Schuessler R B, Rosenshtraukh L V, Boineau J P, Bromberg B I, Cox J L
Department of Surgery, Washington University School of Medicine, Barnes Hospital, St. Louis, Mo. 63110.
Circ Res. 1991 Oct;69(4):1075-87. doi: 10.1161/01.res.69.4.1075.

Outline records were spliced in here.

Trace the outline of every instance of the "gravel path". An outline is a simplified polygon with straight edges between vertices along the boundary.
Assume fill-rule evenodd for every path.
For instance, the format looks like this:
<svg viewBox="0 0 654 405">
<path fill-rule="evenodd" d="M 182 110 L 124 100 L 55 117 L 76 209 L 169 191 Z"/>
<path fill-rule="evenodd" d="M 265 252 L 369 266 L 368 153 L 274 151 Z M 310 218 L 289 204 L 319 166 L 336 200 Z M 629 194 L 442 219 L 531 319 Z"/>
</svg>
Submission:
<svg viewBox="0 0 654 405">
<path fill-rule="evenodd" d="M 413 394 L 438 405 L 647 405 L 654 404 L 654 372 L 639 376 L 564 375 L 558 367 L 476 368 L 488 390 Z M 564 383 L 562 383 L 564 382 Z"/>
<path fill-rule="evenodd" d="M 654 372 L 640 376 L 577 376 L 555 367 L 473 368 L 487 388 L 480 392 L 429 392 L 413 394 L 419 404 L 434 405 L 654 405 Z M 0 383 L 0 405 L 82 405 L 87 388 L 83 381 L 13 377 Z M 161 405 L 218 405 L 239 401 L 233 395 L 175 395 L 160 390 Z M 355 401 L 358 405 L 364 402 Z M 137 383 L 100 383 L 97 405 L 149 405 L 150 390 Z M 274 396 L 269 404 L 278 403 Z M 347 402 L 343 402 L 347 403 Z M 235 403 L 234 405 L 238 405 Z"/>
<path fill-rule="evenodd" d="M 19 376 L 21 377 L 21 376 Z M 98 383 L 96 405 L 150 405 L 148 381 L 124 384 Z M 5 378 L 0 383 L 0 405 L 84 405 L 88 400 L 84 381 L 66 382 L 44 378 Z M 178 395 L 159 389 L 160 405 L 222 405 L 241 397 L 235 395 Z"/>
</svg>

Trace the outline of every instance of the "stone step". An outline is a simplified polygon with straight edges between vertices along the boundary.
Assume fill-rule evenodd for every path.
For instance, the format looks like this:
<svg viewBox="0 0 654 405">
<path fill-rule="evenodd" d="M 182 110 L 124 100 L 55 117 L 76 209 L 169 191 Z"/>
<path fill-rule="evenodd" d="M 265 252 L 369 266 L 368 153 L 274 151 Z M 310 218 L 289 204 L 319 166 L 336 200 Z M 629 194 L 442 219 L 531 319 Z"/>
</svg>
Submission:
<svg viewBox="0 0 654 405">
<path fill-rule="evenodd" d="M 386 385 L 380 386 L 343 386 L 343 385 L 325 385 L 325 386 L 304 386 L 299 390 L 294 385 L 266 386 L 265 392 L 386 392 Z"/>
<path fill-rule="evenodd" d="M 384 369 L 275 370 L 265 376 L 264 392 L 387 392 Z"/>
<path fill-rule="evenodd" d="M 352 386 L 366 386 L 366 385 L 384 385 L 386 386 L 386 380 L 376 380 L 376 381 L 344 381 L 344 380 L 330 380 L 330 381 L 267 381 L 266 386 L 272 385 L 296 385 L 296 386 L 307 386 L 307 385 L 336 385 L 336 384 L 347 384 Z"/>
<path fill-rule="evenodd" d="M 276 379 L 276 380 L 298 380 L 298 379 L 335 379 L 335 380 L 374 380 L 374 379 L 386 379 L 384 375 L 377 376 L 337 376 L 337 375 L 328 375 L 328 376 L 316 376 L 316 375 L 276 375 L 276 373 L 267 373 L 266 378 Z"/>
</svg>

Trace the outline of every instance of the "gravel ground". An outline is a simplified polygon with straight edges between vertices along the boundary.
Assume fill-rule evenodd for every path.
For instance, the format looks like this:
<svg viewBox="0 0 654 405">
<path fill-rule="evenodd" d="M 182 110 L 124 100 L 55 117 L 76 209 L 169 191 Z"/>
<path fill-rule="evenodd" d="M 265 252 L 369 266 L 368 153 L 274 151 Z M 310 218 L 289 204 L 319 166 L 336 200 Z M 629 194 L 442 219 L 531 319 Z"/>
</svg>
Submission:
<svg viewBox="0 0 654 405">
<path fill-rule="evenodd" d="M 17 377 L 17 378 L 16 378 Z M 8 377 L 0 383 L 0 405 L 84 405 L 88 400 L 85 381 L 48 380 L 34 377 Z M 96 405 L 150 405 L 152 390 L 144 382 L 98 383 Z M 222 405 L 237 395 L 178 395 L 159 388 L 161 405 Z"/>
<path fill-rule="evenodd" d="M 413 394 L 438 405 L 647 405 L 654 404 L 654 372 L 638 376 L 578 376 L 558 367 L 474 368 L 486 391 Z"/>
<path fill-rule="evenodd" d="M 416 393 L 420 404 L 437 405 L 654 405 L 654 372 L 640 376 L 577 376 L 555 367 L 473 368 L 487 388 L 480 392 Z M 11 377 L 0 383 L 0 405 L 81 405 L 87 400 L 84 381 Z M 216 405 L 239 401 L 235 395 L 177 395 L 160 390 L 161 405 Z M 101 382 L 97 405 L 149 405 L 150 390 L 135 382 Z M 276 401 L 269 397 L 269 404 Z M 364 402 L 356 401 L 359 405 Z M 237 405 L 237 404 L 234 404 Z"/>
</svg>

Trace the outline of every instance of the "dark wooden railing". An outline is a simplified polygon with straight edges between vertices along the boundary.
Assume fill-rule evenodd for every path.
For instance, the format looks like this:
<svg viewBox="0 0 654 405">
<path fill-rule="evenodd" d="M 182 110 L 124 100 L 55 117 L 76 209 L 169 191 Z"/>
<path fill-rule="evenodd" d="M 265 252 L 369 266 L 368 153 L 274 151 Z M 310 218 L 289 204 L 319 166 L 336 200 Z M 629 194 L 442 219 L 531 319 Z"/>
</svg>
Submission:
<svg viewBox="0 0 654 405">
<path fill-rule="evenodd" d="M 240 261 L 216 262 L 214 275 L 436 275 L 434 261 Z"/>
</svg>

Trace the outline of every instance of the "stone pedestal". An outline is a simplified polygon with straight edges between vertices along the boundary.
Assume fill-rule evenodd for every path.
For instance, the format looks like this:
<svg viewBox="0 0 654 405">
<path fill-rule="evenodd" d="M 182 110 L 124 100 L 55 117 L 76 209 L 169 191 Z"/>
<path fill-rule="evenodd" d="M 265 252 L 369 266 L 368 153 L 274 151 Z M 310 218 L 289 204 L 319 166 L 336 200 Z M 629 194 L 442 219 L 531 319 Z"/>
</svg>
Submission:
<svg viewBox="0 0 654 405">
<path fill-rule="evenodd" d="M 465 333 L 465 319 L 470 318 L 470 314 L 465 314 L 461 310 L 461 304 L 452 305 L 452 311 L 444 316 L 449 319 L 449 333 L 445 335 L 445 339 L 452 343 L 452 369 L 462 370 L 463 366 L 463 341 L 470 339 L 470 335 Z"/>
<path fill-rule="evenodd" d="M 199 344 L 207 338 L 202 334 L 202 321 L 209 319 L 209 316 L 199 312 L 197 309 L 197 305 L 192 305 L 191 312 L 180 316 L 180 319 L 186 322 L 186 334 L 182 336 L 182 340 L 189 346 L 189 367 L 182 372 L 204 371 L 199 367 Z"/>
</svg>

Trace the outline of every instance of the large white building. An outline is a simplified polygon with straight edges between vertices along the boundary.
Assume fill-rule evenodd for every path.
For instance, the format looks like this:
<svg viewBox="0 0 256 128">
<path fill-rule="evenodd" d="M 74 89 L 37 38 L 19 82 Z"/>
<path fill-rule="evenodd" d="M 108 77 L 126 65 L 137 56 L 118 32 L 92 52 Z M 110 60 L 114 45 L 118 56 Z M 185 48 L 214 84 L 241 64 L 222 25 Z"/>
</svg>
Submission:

Atrial fibrillation occurs spontaneously after bradycardia induced by acetylcholine infusion or vagal stimulation. To determine the mechanism of initiation of this tachyarrhythmia, we infused acetylcholine (5 ml, 10(-3.5) M) into Krebs-Henseleit-perfused isolated canine right atria (n = 10). Unipolar electrograms were recorded from 250 sites simultaneously during control rhythms, pacing (cycle length = 300 msec) with and without acetylcholine, and recovery of spontaneous activity. Activation sequence maps were constructed from each recording. Stable spontaneous rhythm was present in all preparations during control conditions. Activation sequence maps, recorded during continuous pacing with and without acetylcholine, demonstrated no dromotropic changes due to the acetylcholine. Focal asynchronous recovery of spontaneous activity was initiated from different sites, resulting in bigeminal or trigeminal premature depolarizations in 41 of 73 cases after infusion of acetylcholine. A reentrant tachyarrhythmia was initiated in 24 of 41 cases by the closely coupled recovery beats (A1A2 = 100 +/- 37 msec; A2A3 = 97 +/- 27 msec). The reentry was initiated by interaction of the premature impulse with regions of functional block that were a result of the cholinergically induced dispersion of refractoriness. All the tachyarrhythmias terminated spontaneously, and stable spontaneous control rhythms returned. In conclusion, the data suggest that the premature depolarizations that initiate the reentrant tachyarrhythmia are caused by the asynchronous recovery of multiple right atrial pacemakers accompanied by variable entrance block at the later depolarizing sites.
在通过输注乙酰胆碱或迷走神经刺激诱导心动过缓后,心房颤动会自发发生。为了确定这种快速性心律失常的起始机制,我们将乙酰胆碱(5毫升,10^(-3.5) 摩尔/升)注入用Krebs-Henseleit溶液灌注的离体犬右心房(n = 10)。在对照节律、有和没有乙酰胆碱的起搏(周期长度 = 300毫秒)以及自发活动恢复期间,同时从250个部位记录单极电图。根据每次记录构建激动顺序图。在对照条件下,所有标本均存在稳定的自发节律。在有和没有乙酰胆碱的持续起搏期间记录的激动顺序图显示,乙酰胆碱未引起传导性改变。自发活动从不同部位开始局灶性异步恢复,导致在注入乙酰胆碱后的73例中有41例出现二联律或三联律早搏。在41例中的24例中,由紧密耦合的恢复搏动引发了折返性快速性心律失常(A1A2 = 100 +/- 37毫秒;A2A3 = 97 +/- 27毫秒)。折返是由过早冲动与功能性阻滞区域相互作用引发的,功能性阻滞区域是由胆碱能诱导的不应期离散导致的。所有快速性心律失常均自发终止,稳定的自发对照节律恢复。总之,数据表明,引发折返性快速性心律失常的早搏是由多个右心房起搏器的异步恢复以及后期去极化部位的可变入口阻滞引起的。